O escritor Ramalho Ortigão, que refletiu sobre os ambientes de jogo e das tertúlias em redor deste divertimento a dinheiro, descreveu em As Farpas, uma experiência sua:
[1]“aquela em que estive, e que denominam o Celeste Imperio, pareceu-me ser um estabelecimento inteiramente respeitável e digníssimo. Recomendo-o vivamente a todos os viajantes, principalmente aos filhos de famílias, aos mancebos morigerados que desejem tornar-se benquistos na sociedade, aos caixeiros de comércio que pretendam estabelecer-se por conta própria, aos que tiverem negócios pendentes dos tribunais ou das repartições do Estado, e finalmente em geral a todos quantos prezarem a sólida convivência de pessoas gradas e doutas, que mais tarde lhes poderão servir de auxilio, de protecção e de arrimo na espinhosa senda da vida!”.
As suas saborosas crónicas descreviam os ambientes que marcavam uma época de enorme entusiasmo, com vivências entrelaçadas nas múltiplas novidades. O lazer imperava em zonas estrategicamente colocadas ao seu dispor.
A propósito respiga-se este parágrafo que descreve bem o contexto:
[1]“uma espessa atmosfera de fumo dos charutos, impregnada dos vapores do álcool, da cerveja e do café, envolve aquele grande ruido. Às portas mulheres do povo, homens de cajados e jalecas ao ombro olham apinhados e em bicos de pés (…).
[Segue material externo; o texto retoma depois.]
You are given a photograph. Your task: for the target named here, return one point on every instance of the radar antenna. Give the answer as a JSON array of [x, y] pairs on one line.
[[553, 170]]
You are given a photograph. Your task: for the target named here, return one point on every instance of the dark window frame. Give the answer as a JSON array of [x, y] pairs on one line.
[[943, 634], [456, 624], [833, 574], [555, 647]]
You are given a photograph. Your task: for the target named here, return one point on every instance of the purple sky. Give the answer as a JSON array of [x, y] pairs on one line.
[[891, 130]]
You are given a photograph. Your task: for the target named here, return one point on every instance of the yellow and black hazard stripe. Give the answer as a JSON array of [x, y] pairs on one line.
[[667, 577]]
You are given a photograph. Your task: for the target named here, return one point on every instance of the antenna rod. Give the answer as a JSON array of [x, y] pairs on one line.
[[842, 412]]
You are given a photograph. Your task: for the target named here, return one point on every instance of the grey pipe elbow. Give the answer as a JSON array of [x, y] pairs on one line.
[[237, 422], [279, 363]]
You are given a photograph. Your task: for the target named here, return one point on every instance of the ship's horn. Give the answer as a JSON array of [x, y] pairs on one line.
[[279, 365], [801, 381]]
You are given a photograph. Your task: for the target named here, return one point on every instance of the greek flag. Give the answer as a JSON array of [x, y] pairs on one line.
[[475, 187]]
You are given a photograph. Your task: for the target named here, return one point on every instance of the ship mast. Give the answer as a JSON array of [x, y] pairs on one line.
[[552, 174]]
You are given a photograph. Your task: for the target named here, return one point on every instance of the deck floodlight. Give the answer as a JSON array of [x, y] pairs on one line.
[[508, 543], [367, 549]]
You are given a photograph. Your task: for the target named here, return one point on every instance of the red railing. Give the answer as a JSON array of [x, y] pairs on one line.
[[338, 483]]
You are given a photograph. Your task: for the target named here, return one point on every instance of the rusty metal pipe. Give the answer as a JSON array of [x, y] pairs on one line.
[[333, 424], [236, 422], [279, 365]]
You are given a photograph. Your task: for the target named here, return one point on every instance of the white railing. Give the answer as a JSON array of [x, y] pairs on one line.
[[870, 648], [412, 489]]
Em todos os cafés há um compartimento suplementar em que se joga o monte ou a roleta; em um deles passa-se da sala do bufete ao jardim, onde se acha a roleta instalada n’um bonito pavilhão.
Descrições de antanho, com marca de um passado que povoava as salas do pano verde.
António Jorge Lé
[1] ORTIGÃO, Ramalho, As Farpas I, Lisboa, Círculo de Leitores, 1987, pp. 118-119.